Die Ergebnisobjekte sind vom selben Typ Line, den find_lines() zurückgibt, mit denselben Eigenschaften, sodass eine Pipeline beide Arten von Erkennung über denselben nachgelagerten Codepfad verarbeiten kann. Der einzige praktische Unterschied besteht darin, dass die Endpunkte der Segmente die tatsächlichen Enden der Linie im Bild sind, während die Endpunkte der unendlichen Linien dort liegen, wo die Linie den Bildrand kreuzt.
5.26.4. Wann man welche verwendet¶
Die Wahl zwischen den beiden Methoden läuft auf eine einzige Frage hinaus: Kümmert es die Anwendung, wo die Linie aufhört?
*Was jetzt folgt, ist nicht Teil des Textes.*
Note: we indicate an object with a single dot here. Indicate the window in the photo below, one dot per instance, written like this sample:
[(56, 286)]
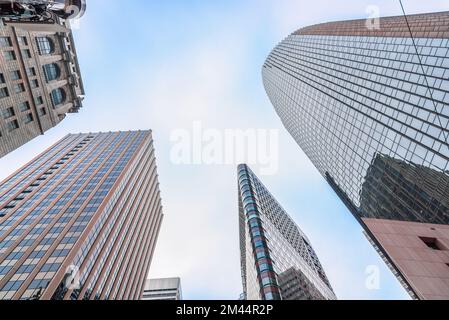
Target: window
[(42, 112), (39, 100), (24, 106), (34, 84), (26, 53), (52, 71), (5, 42), (28, 118), (58, 96), (18, 88), (15, 75), (12, 125), (8, 113), (433, 244), (23, 41), (45, 45), (31, 72), (4, 92), (9, 55)]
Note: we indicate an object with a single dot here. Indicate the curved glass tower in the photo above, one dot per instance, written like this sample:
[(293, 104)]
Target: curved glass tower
[(277, 260), (370, 108)]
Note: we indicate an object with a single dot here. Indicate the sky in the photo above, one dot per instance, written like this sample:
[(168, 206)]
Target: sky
[(170, 65)]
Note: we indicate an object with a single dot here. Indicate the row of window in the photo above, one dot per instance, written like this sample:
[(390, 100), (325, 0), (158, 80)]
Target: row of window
[(45, 45)]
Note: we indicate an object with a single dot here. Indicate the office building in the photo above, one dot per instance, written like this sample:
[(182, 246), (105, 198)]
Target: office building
[(81, 220), (369, 107), (277, 259), (40, 80), (163, 289)]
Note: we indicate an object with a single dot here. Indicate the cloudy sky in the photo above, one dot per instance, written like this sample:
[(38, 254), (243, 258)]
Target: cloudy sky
[(165, 65)]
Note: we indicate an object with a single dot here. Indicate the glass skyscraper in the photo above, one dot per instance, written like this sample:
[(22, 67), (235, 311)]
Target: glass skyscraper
[(370, 108), (277, 259), (81, 220)]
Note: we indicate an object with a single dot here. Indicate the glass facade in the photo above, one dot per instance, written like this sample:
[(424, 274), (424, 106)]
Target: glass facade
[(81, 220), (370, 108), (271, 244)]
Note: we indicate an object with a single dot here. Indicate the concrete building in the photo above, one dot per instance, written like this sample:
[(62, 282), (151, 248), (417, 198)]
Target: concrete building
[(369, 107), (81, 220), (277, 259), (40, 80), (163, 289)]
find_lines() ist das richtige Werkzeug, wenn die Antwort nein lautet. Ein linienfolgender Roboter muss wissen, in welche Richtung die Linie verläuft und wo sie den unteren Rand des Einzelbilds kreuzt; die Linie selbst läuft bis zum Horizont und darüber hinaus. Ein Horizontdetektor möchte die stärkste orientierte Kante im Bild; er muss nicht wissen, wo der Horizont endet.
find_line_segments() ist das richtige Werkzeug, wenn die Antwort ja lautet. Die vier Seiten eines gedruckten Rechtecks zu identifizieren erfordert vier Segmente mit bekannten Endpunkten. Einen auf ein Display zeigenden Finger zu verfolgen bedeutet, einem kurzen Segment zu folgen, dessen Endpunkte die Fingerspitze und die Fingerbasis sind. Die Länge eines sichtbaren Kratzers zu messen erfordert die tatsächliche Ausdehnung des Segments in Pixeln.
Beide Detektoren teilen eine gemeinsame Einschränkung: Sie benötigen Kontrast. Der Sobel-Kantenfilter, auf dem sie aufbauen, reagiert auf Helligkeitsgradienten; eine farbige Kante vor einem gleich hellen Hintergrund (eine rote Linie auf einer grünen Wand gleicher Leuchtdichte) erzeugt keinen Gradienten und keine Erkennung. Wenn dieser Fall in der Praxis auftritt, besteht die Lösung darin, vor der Suche einen einzelnen LAB-Kanal als Graustufenbild mit dem richtigen Kontrast zu extrahieren – to_grayscale() mit ausgewähltem b-Kanal isoliert Rot gegen Grün dort, wo der Leuchtdichtekanal allein flach ist – und dieses Kanalbild an den Linien-Detektor zu übergeben.